To start - what are sitemaps? Sitemaps are web files that list the locations of web objects like product pages, articles etc. for web crawlers. It's mostly used to tell search engines what to index though in web scraping we can use them to discover targets to scrape.
In this tutorial, we'll take a look at how to discover sitemap files and scrape them using Python and Javascript. In this guide we'll cover:
- Finding sitemap location.
- How to understand and navigate sitemaps.
- How to parse sitemap files using XML parsing tools in Python and Javascript.
For this, we'll be using Python or Javascript with a few community packages and some real-life examples. Let's dive in!
Why Scrape Sitemaps?
Scraping sitemaps is an efficient way to discover targets listed on the website be it product pages, blog posts or any other web object. Sitemaps are usually XML documents that list URLs by category in batches of 50 000. Sitemaps are often gzip compressed making it a low-bandwidth way to discover page URLs.

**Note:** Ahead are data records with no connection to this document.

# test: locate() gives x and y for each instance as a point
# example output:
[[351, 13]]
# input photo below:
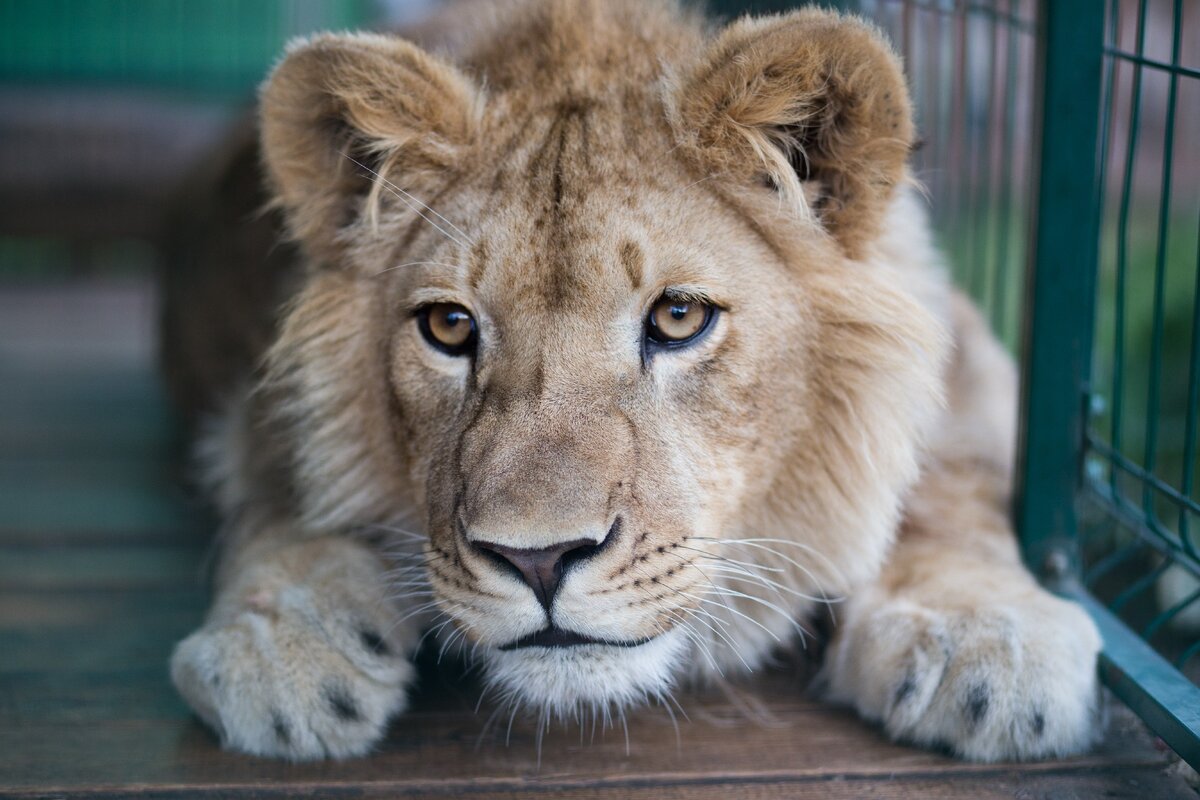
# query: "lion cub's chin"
[[567, 683]]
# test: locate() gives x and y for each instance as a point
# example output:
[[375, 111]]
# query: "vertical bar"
[[1150, 459], [1061, 282], [1123, 240], [1189, 428]]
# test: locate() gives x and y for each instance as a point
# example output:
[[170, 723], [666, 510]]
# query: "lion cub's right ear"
[[375, 100]]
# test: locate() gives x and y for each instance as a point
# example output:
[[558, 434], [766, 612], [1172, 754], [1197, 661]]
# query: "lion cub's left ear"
[[377, 100], [814, 102]]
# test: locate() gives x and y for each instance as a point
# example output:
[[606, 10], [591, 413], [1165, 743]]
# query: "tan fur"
[[576, 161]]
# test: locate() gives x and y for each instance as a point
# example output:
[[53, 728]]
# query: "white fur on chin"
[[567, 681]]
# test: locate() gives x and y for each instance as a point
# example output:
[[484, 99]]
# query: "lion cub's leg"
[[957, 644], [301, 654]]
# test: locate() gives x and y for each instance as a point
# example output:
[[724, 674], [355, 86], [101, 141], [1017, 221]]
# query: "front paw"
[[288, 677], [993, 683]]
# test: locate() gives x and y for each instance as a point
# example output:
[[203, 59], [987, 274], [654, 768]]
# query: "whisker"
[[406, 197]]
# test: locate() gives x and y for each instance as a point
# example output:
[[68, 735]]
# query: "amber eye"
[[448, 326], [673, 322]]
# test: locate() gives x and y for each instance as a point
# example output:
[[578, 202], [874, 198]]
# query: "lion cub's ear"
[[377, 100], [814, 102]]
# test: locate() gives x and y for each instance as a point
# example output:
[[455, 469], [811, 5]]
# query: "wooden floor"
[[100, 573]]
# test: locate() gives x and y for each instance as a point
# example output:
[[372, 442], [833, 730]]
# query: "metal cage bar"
[[1060, 299], [1060, 320]]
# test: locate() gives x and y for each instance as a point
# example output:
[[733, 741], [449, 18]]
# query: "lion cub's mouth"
[[557, 637]]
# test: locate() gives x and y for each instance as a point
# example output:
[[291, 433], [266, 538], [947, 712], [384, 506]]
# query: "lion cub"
[[612, 346]]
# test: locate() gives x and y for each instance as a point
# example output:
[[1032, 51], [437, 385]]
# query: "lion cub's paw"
[[292, 677], [996, 683]]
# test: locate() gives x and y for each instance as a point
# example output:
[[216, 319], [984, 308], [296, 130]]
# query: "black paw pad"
[[281, 727], [373, 642], [976, 705], [341, 702]]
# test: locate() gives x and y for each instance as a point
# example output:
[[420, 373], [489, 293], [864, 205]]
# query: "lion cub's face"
[[580, 336]]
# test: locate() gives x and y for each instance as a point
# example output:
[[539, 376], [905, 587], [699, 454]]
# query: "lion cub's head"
[[600, 307]]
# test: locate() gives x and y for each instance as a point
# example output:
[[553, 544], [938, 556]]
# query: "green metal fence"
[[1062, 157]]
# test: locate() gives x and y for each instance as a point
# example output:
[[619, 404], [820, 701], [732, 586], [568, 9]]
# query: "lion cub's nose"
[[541, 569]]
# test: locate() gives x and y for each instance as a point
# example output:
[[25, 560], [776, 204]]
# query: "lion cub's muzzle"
[[543, 569]]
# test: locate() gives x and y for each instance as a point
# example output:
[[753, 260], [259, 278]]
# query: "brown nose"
[[543, 569]]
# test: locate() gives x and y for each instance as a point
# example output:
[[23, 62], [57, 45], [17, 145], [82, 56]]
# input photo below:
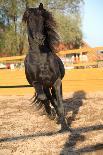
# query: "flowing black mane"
[[52, 37], [50, 26]]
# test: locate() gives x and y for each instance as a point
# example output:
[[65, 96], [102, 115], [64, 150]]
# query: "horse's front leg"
[[39, 90], [59, 104]]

So, instead of scraping a website's search or directory which can be thousands of HTML pages, we can scrape sitemap files and get the same results in a fraction of time and bandwidth costs. Additionally, since sitemaps are created for web scrapers the likelihood of getting blocked is much lower.
Where to find Sitemaps?
Sitemaps are usually located at the root of the website /sitemap.xml
file. For example, scrapfly.io/sitemap.xml of this blog.
However, there's no clear standard location so another way to find the sitemap location is to explore the standard /robots.txt
file which provides instructions for web crawlers.
For example, scrapflys's /robots.txt file contains the following line:
Sitemap: https://scrapfly.io/sitemap.xml
Many programming languages have robot.txt parsers built-in or it's as easy as retrieving the page content and finding the line with Sitemap:
prefix:
# Python:
# built-in sitemap parser:
from urllib.robotparser import RobotFileParser
rp = RobotFileParser('http://scrapfly.io/robots.txt')
rp.read()
print(rp.site_maps())
['https://scrapfly.io/blog/sitemap-posts.xml', 'https://scrapfly.io/sitemap.xml']
# or httpx
import httpx
response = httpx.get('https://scrapfly.io/robots.txt')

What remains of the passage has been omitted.